According to the paper, published on arXiv, the researchers evaluated zero-shot instance segmentation of spacecraft components under a strictly frozen, single-pass inference protocol on a test set of 129 images of previously unseen satellites. Using the model SAM3, with fixed global thresholds and no post-processing, the system achieved 0.385 mAP@$0.5$ and 0.267 mAP@$0.5{:}0.95$.

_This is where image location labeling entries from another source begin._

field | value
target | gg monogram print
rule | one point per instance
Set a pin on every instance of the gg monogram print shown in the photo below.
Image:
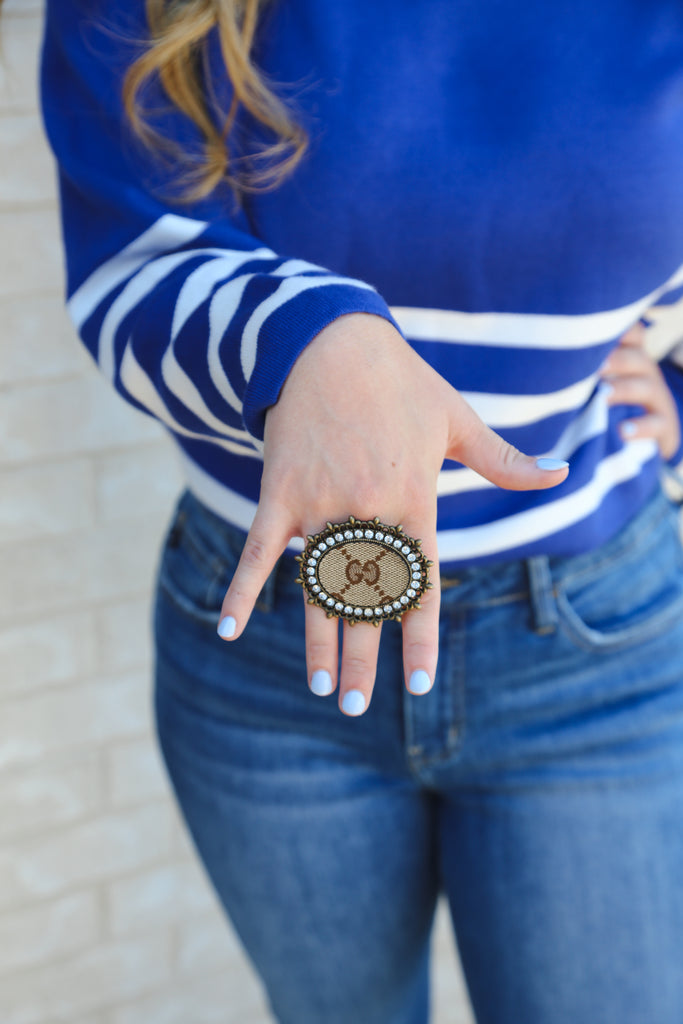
(364, 571)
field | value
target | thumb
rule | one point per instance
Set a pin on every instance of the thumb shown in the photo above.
(476, 445)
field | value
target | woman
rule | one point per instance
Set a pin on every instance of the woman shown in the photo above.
(494, 195)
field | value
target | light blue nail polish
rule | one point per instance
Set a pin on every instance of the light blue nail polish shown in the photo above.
(353, 702)
(420, 682)
(226, 627)
(321, 683)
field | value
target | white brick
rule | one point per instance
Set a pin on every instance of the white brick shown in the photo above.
(77, 570)
(36, 501)
(27, 169)
(67, 417)
(450, 993)
(125, 634)
(135, 772)
(18, 68)
(206, 943)
(86, 983)
(39, 341)
(57, 649)
(233, 996)
(84, 854)
(41, 799)
(51, 931)
(31, 256)
(167, 894)
(152, 479)
(77, 716)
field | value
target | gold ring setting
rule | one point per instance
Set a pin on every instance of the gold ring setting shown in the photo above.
(363, 570)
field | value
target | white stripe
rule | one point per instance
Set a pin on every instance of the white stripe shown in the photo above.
(167, 232)
(294, 266)
(183, 387)
(138, 384)
(500, 411)
(525, 330)
(223, 307)
(290, 288)
(198, 286)
(135, 291)
(590, 423)
(530, 525)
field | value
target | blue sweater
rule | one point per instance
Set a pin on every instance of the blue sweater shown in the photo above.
(502, 181)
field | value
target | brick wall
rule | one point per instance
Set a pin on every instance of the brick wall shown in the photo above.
(104, 914)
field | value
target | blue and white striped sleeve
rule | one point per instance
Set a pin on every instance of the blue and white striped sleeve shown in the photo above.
(187, 314)
(665, 337)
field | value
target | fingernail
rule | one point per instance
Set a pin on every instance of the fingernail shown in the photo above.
(353, 702)
(321, 683)
(420, 682)
(226, 627)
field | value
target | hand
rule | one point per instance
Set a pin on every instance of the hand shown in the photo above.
(635, 379)
(361, 427)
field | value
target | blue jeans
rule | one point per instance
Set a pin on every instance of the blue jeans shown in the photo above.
(539, 785)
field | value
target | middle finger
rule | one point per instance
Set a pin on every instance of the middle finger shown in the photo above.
(359, 651)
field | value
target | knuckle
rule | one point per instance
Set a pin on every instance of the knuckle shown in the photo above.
(356, 666)
(255, 554)
(317, 650)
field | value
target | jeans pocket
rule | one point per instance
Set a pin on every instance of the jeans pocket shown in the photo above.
(629, 598)
(196, 566)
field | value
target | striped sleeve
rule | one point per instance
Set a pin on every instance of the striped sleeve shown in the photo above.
(665, 337)
(189, 315)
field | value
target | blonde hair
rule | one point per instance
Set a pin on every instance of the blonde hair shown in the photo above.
(177, 56)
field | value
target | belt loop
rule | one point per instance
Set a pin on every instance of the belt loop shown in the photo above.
(544, 609)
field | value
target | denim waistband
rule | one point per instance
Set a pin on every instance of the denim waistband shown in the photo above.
(535, 579)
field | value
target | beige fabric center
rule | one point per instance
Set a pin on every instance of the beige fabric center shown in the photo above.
(364, 573)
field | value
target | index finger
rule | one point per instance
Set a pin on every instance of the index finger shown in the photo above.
(265, 542)
(421, 629)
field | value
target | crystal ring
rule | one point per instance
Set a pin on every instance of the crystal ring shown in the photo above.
(364, 571)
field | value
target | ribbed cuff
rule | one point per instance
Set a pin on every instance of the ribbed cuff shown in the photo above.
(287, 333)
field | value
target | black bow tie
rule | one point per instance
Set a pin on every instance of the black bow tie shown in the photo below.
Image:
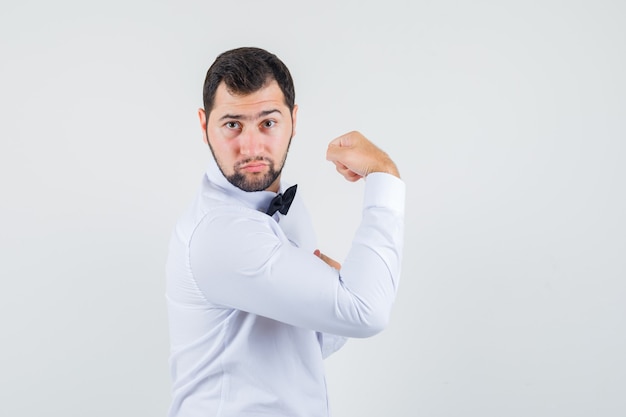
(282, 202)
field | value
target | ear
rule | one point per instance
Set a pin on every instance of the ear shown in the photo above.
(294, 117)
(203, 121)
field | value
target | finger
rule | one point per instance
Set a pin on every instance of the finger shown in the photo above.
(331, 262)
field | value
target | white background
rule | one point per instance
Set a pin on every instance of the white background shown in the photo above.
(506, 119)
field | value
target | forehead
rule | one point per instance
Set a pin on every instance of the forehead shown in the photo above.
(266, 98)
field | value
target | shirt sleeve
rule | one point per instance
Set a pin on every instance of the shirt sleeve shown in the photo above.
(241, 259)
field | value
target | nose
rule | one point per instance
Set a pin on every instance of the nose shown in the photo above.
(250, 142)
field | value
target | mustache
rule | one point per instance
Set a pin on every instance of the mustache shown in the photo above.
(243, 162)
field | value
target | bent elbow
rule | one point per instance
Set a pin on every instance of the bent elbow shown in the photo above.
(372, 324)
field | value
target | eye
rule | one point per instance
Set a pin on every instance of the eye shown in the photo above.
(269, 124)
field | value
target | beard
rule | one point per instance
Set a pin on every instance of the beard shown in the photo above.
(254, 181)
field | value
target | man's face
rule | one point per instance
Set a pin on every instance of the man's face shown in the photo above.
(249, 136)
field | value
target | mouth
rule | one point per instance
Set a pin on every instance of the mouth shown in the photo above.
(253, 166)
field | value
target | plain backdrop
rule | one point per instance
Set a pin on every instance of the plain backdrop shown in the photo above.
(506, 119)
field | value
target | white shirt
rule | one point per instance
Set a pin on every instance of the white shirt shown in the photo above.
(253, 312)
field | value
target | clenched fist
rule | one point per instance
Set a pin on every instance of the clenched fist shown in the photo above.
(355, 157)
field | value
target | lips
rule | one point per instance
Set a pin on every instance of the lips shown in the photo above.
(255, 166)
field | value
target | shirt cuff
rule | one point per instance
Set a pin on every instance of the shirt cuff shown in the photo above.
(384, 190)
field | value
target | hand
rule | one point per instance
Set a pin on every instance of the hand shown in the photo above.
(355, 157)
(328, 260)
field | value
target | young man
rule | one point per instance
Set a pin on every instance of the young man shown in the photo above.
(254, 307)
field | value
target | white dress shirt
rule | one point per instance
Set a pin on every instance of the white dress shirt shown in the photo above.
(253, 312)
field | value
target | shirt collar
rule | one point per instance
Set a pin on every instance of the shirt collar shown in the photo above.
(258, 200)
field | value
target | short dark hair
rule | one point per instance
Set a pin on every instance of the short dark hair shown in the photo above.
(244, 71)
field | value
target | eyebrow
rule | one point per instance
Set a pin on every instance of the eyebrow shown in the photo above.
(257, 116)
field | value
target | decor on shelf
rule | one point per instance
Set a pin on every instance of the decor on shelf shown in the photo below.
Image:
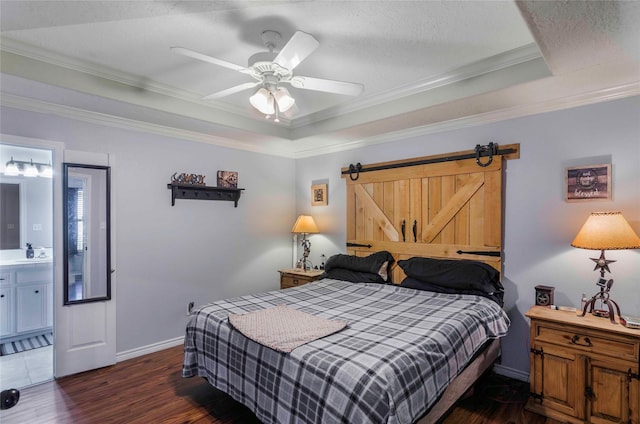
(15, 168)
(605, 231)
(227, 179)
(186, 178)
(202, 192)
(591, 182)
(305, 225)
(544, 295)
(319, 195)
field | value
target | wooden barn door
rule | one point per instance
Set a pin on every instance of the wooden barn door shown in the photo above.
(433, 210)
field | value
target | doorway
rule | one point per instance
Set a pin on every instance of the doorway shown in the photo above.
(26, 266)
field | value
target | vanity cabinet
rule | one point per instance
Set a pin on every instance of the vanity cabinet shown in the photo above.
(26, 306)
(6, 311)
(31, 307)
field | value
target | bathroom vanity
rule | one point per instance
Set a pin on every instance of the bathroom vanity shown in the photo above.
(26, 298)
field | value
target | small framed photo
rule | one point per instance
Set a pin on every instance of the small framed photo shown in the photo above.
(589, 182)
(227, 179)
(319, 195)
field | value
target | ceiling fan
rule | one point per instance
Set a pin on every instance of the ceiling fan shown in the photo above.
(271, 69)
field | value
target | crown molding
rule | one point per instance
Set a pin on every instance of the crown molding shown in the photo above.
(491, 64)
(93, 69)
(302, 148)
(500, 61)
(552, 105)
(39, 106)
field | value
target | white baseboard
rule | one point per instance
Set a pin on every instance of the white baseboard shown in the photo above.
(144, 350)
(511, 372)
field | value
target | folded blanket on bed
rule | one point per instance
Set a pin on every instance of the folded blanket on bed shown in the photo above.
(282, 328)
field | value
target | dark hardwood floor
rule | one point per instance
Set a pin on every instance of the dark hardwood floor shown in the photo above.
(150, 389)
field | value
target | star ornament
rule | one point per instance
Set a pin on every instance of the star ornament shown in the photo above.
(602, 263)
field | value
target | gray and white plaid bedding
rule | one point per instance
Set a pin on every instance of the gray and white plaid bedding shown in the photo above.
(399, 352)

Scale-Dependent Performance
Performance was strongly dependent on the physical size of the target component. Large structural elements localized reliably, while small appendages proved difficult:
| Component | Average Precision @0.5 |
|---|---|
| Spacecraft bodies | 0.639 |
| Solar arrays | 0.598 |
| Antennas | 0.221 |
| Thrusters | 0.081 |
The table, derived from the paper's reported results, shows that zero-shot segmentation of fine-scale components remains challenging under orbital domain shift.
Prompt Engineering Impact
The formulation of the natural-language prompt significantly affects accuracy. The researchers found that structured prompts incorporating spatial and geometric descriptors yielded up to 82% improvement over short category-name prompts. This finding suggests that careful prompt design is critical for maximizing the utility of post-launch capability expansion.
Hardware Feasibility
The model operates within the memory and compute envelope of contemporary embedded GPUs, according to the paper. This indicates that prompt-driven grounding can provide a practical mechanism for post-launch semantic extension of dominant spacecraft structures without exceeding the limited computational resources available on orbit.
Limitations and Outlook
While the approach shows promise for large components, the performance on small appendages like antennas (0.221 AP@$0.5$) and thrusters (0.081 AP@$0.5$) highlights the limitations of zero-shot localization for fine-scale components. The authors conclude that prompt-driven grounding enables post-launch semantic expansion for dominant structures but note the need for further work to address challenges in detecting smaller elements under orbital conditions.
For enterprise technology decision-makers, this research demonstrates that prompt-driven VLMs can expand the capabilities of deployed AI systems without costly retraining or model updates — a valuable capability in any environment where post-deployment access is limited, whether in space, remote infrastructure, or hard-to-reach industrial assets.